Are you culturally savvy and artistically astute? Then tell me, can you tell the difference between a Willem deKooning painting and one done by a farm animal, maybe a cow, just by looking? Not just you, could an expert, could deKooning? No doubt he’s a giant of modern art, his work worth millions with influence in all directions, so who am I to impugn his work? Well I didn’t, and that wasn’t the question. The answer to the original question is probably not, especially later on when his work became more lyrical, as alcohol-induced dementia overtook him, so sad. None of this is about me at all, or even deKooning, it’s about you and just what you are willing to believe, and by what authority. This is a test. If you aren’t familiar with deKooning or the art of farm animals there are plenty of examples online for comparison, so look a few up and let’s begin.
Take ten images by each lined up in any order, and then try to sort them by artist, and for extra credit assign reasonable price tags to each. Why should this be hard? Now a real expert doesn’t even bother to look at the front, doesn’t care really, and instead audits the paperwork back to the dealer, scrapes a little off for spectroanalysis, before pronouncing a work as unbelievably expensive or a barnyard curiosity. How dreary.
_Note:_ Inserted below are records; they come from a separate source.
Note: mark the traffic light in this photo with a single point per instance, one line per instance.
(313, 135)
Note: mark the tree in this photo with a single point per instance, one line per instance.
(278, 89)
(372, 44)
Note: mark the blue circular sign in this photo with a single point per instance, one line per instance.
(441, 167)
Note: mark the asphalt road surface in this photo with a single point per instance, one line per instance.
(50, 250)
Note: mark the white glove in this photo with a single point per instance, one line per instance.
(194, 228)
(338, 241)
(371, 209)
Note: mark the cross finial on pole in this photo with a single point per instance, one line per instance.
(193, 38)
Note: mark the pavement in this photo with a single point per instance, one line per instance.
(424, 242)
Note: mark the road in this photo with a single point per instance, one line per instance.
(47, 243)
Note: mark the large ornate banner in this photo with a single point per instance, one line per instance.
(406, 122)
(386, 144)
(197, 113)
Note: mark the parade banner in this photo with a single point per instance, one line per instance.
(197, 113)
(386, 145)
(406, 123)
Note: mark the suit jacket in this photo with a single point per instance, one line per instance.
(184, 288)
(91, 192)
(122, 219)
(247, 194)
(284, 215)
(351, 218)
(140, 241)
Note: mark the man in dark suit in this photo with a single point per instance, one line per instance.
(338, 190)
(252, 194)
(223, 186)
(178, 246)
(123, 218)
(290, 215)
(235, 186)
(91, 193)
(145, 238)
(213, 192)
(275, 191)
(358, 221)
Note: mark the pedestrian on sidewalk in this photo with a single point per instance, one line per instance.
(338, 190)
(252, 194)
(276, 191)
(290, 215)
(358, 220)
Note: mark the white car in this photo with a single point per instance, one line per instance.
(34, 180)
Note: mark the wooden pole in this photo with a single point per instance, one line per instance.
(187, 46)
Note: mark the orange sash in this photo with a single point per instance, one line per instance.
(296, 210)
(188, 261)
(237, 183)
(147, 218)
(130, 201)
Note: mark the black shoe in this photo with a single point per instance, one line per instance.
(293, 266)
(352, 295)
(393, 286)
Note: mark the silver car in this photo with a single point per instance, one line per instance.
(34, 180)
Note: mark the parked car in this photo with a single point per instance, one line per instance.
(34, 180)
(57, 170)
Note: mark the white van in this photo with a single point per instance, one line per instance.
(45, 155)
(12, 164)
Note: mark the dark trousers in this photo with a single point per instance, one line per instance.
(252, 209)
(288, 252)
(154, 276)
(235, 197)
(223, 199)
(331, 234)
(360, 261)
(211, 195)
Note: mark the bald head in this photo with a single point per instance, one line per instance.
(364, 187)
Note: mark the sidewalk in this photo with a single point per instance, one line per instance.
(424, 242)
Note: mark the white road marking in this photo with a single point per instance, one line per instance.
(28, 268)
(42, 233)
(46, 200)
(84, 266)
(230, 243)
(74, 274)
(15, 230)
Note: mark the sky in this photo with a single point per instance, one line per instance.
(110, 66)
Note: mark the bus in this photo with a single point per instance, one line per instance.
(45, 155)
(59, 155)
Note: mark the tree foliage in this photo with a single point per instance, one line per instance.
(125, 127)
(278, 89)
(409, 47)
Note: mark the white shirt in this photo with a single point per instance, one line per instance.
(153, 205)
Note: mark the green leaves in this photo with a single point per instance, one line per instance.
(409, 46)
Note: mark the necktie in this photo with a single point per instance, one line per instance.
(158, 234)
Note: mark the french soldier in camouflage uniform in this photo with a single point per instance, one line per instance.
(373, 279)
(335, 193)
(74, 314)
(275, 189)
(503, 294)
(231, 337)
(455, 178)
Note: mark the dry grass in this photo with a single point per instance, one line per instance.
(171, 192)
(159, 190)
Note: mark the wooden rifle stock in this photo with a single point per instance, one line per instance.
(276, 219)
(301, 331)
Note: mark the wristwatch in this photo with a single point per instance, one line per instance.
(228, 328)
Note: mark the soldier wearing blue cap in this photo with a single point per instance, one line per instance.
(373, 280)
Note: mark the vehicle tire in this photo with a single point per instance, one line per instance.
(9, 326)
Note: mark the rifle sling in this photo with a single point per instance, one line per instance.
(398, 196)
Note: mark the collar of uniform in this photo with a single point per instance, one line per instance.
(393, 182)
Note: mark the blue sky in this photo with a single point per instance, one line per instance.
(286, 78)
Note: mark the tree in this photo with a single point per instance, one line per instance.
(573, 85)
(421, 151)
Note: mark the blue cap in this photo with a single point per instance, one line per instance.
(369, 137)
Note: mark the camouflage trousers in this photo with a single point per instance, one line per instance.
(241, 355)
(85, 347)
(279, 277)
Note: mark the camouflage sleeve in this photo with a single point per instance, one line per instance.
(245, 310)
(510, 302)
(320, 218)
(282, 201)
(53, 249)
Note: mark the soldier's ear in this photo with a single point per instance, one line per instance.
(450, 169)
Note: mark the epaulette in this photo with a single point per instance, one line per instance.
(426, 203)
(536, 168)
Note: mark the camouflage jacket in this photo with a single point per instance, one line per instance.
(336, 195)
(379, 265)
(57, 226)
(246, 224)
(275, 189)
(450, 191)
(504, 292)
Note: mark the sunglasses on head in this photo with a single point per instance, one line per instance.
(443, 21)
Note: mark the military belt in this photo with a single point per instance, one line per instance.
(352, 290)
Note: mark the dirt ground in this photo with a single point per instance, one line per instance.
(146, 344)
What does it mean, this genius/bovine confusion? I don’t know. I’m asking you, what do you think? This is the most important question of all, because finding the confidence to decide what your eyes see, instead of relying on someone else’s professed expertise, is going to come in handy for more than art, in time becoming an advantage across the board. Are you telling me, am I telling you, that being in charge of my own taste in art affects the clothes I wear, the car I drive, the way I think of myself? Yep. The art you own is like an ongoing conversation you have with yourself, with the artist, and with a time and place. Farm animals have a quiet dignity but lack the consciousness to keep up their end, mostly just dabs and smears, so ‘lyrical.’
Art will find out how gullible you are, and the ‘experts’ will tell you some pretty silly stuff just to see what you’ll go along with. The best thing to do is look at all the original art you come across, and learn to listen to, and then to believe your own responses. Sooner or later you’ll trust yourself to like the art that speaks to you, and learn to trust your own eyes.